But that doesn't mean he's keeping his environmental appreciation to himself. He puts into action the idea of today's Earth Day celebration that individuals can make a difference.

Avery, an 11-year-old fifth-grader at Cordley Elementary School, says his concern for the environment led him to start a environmental awareness group's chapter at his school.

"They already had it at Hillcrest (Elementary School) and so I wanted to start one at Cordley," he said.

THE GROUP, called Youth In Action, engages in recycling, tree planting and other environmental projects.

Avery, with the help of his parents, Joy and Bob Lominska, began organizing the Cordley chapter in September.

"We didn't get it going until January, but now they're involved in so many projects, that sometimes they get ahead of themselves," said Mrs. Lominska, who teaches second grade at Cordley.

About 15 students are in the club, which collects aluminum cans for money and has plans to make a recycling video, and to perform a puppet show for young school children.

The Lominskas, who live about 10 miles north of Lawrence in rural Jefferson County, produce their own fruits and vegetables, eggs, milk, and honey during different times of the year.

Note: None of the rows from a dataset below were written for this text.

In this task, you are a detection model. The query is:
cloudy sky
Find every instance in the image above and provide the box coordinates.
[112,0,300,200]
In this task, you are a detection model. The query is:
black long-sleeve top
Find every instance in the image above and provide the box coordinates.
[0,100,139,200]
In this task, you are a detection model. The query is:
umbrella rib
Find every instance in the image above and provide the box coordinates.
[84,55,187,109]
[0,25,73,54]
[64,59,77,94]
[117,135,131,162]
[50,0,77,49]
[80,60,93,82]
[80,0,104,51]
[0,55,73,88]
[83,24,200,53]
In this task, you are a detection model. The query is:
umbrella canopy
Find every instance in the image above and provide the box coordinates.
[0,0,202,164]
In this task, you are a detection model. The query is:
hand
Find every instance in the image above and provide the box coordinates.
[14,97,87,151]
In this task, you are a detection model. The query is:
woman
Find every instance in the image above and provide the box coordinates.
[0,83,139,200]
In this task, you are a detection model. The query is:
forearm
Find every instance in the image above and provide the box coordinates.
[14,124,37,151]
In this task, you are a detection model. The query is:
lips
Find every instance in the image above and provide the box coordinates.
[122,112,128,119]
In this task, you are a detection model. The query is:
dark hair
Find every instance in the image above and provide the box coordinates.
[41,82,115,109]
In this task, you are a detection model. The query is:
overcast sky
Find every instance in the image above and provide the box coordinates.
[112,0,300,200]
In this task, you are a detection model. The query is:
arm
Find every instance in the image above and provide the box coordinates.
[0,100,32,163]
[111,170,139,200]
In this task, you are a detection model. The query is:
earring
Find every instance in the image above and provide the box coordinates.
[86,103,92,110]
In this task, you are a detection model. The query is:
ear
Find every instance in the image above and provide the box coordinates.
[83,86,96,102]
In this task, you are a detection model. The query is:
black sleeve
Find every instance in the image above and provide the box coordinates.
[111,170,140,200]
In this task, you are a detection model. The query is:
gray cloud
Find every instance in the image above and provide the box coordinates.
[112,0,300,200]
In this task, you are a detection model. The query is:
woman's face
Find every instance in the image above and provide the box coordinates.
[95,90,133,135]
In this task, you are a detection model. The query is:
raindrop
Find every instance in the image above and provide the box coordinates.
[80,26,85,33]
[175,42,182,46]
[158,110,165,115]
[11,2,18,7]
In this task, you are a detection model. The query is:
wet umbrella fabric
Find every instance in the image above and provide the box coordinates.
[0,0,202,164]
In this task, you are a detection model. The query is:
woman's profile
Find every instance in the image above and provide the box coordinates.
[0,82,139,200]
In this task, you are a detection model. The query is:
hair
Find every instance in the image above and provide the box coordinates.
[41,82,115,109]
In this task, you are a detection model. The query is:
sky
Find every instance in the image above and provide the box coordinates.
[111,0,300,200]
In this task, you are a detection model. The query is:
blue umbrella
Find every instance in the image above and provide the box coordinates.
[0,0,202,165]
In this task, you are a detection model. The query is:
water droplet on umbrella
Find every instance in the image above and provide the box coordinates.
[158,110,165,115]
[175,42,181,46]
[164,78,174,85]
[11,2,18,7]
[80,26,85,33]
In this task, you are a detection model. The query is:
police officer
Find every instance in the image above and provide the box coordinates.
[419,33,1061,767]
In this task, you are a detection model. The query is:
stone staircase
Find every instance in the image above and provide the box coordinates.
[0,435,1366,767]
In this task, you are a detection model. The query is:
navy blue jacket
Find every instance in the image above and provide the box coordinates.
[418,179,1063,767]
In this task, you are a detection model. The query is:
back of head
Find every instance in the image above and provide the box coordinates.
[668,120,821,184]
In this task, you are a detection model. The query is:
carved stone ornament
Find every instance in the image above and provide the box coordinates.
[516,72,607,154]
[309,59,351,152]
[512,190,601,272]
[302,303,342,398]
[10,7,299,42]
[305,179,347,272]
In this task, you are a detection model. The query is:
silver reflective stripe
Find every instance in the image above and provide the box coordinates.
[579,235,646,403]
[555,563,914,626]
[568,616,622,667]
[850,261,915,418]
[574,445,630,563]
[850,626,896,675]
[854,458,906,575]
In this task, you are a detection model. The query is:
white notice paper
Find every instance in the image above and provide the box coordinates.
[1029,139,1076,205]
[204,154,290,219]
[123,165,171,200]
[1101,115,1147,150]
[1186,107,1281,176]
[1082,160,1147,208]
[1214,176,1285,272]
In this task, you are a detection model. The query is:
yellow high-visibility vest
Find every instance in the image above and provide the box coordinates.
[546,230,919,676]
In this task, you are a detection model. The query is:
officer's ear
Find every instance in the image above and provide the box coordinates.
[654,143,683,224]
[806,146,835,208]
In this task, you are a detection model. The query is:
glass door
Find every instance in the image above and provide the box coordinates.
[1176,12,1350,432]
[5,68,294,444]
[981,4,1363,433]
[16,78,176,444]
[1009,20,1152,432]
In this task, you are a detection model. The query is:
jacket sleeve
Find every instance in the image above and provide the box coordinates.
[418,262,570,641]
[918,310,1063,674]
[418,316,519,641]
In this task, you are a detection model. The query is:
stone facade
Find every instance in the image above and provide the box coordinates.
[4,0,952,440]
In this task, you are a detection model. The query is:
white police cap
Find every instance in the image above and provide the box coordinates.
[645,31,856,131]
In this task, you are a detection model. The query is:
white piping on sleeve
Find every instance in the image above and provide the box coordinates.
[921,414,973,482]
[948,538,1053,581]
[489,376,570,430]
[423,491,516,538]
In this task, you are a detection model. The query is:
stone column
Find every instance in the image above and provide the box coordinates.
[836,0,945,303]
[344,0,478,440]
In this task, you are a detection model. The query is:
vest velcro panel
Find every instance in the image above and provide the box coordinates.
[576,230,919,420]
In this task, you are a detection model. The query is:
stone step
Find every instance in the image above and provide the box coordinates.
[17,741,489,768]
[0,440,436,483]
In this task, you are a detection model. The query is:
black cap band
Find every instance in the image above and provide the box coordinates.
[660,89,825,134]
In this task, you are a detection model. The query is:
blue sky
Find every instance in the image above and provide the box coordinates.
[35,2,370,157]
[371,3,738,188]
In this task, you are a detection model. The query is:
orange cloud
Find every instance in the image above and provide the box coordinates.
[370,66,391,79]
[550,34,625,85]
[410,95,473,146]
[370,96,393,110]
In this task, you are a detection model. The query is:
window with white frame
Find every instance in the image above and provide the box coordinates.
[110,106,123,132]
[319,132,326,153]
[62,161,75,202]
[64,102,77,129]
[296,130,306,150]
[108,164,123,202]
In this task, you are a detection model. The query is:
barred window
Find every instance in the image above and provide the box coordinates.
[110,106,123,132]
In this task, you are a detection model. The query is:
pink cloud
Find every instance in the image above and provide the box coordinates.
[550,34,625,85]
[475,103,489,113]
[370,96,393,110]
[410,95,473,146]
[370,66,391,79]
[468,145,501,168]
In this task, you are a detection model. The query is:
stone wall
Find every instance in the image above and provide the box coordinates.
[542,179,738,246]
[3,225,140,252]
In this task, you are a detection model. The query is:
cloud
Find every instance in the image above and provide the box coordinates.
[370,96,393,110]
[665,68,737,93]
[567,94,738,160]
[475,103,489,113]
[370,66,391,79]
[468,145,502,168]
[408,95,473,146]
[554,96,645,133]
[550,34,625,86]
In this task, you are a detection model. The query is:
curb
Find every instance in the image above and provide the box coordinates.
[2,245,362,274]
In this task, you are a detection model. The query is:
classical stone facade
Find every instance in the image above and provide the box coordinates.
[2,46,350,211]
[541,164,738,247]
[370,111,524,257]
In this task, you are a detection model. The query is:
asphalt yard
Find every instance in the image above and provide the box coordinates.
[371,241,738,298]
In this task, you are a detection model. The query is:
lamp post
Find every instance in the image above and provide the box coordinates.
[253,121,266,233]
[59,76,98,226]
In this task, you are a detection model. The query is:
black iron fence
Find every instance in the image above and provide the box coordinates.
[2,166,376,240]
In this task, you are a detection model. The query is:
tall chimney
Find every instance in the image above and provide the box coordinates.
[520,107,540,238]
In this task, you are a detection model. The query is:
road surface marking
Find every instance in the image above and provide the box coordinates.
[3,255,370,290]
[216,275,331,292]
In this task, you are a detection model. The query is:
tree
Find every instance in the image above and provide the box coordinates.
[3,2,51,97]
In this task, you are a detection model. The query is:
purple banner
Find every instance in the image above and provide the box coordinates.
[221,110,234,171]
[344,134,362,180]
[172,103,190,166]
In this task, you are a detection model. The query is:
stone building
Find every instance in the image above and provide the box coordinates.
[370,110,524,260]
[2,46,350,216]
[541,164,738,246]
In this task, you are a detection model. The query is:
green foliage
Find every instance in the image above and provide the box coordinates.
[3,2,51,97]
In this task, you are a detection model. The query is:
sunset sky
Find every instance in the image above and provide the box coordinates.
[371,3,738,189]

"We're the ones who got Avery started," Mr. Lominska said.

"We try to do what we can around here to produce what we can, organically," he said.

Avery says that in addition to his involvment in YIA, he helps to clean up the area whenever the opportunity presents itself, such as when he picked up trash in a Downtown Lawrence alley while waiting for his mom to finish a music lesson.

"TODAY, I cleaned up the alley behind where I have violin lessons," he said. "There was a lot of trash. I'm sure there's some things that could have easily blown out of a dumpster, but a lot of it looked like someone just tossed it," Avery said.

Avery said being an evironmentalist is not difficult.

"If everyone just did a little bit, we could save a lot."